こういった問題は日本軍とアメリカ軍の戦時中の戦闘思想の差そのもので、戦闘員をどれだけ大切にするかという”思想”の差が、最終的に戦闘の勝利の差に及ぶ過程そのものだと思います。正直、何時まで経っても日本の労働生産性が上がらないのはまさしく何十年も先の大戦の思想がズッと引きずられているからこその現象だと思っています。

戦った戦闘員を大金かけてでも、万難を排してでもレスキューする組織と、使い捨ての駒のように消耗していく組織とでは、その最後がどうなるのかは問わずともわかるような。日本の会社も社会も人に時間と金をかけて育てると同時に、仕事の合わない人が遠慮なく辞めてセカンドキャリアを積めるドアを開けられるようにすることは出来ないかといつも夢想します。

日本という国は本当に本当に転職や経歴を変える人に異常に変な視線を向けと偏見を持ちますが、私がアメリカで経験したのはハイクラスの人達の転職組のレベルの高さ。無論ロークラスでも転職は日常茶飯事で何の引け目でもありはしませんでした。何歳になってもカレッジ・大学院に普通に社会人としていくアメリカ人の行動様式に通底するものがると思いますよ。

日本に限らず、海外の多くの組織でもいまでは労働生産性の向上やワークライフバランスを踏まえた上での激しい競争が行われています。確かに一部のエリートにはハードワーカーも当然いますが、この人達は年数を限ってやってる人達が多いですから。日本のようにどのレベルの人間も意味もわからないレベルで年がら年中長時間労働してるのは先進国では皆無では無いんでしょうか。

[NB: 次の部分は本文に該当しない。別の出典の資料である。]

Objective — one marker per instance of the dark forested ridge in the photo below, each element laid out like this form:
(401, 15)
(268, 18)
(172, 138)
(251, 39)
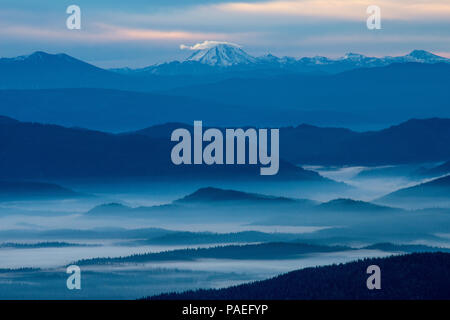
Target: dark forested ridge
(415, 276)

実際、体や心に対して己に嘘をつき、無理に無理を重ねてもその時間は決して長続きしないというのが私が50年生きて学んだことの一つです。なるべく手を抜いて、楽に同じ目標を達成するためにこそ智恵を絞ることが大切なのではないかと真剣に思ってます。

どうやれば楽に?どうやれば効率よく?どうやれば皆が全体として幸せになるという目標を達成するのか。そこに至るための”戦略”を考察して前に進む組織こそが良い組織だと思います。もう昭和ではないし、残業大好きモーレツ社員が勝ち組に成れる時代は終わったと思うんですが。

少なくとも東大を卒業できるだけの平均的以上の知性と忍耐力を持っていた人間が、入社半年で自殺するような組織の労働形態が何の大きな問題も内在させていなかったとはとても思えません。これだけのハードワークを行う組織でも、自由闊達に仕事をする頭脳集団グーグルが上げる年間一兆円以上の純利益と比べるとその数%の純利しか稼げないんですから、、、日本の広告業も”効率悪い世界”であることには違いありません。電通って人を育てることの出来ない、能力消費型の会社なんでしょうか。

紐につながれていつまでもいつまでも回り続ける牛じゃあるまいし、もう少し中の人間の生活を大事にしてあげるべき時代になったのでは無いでしょうかね。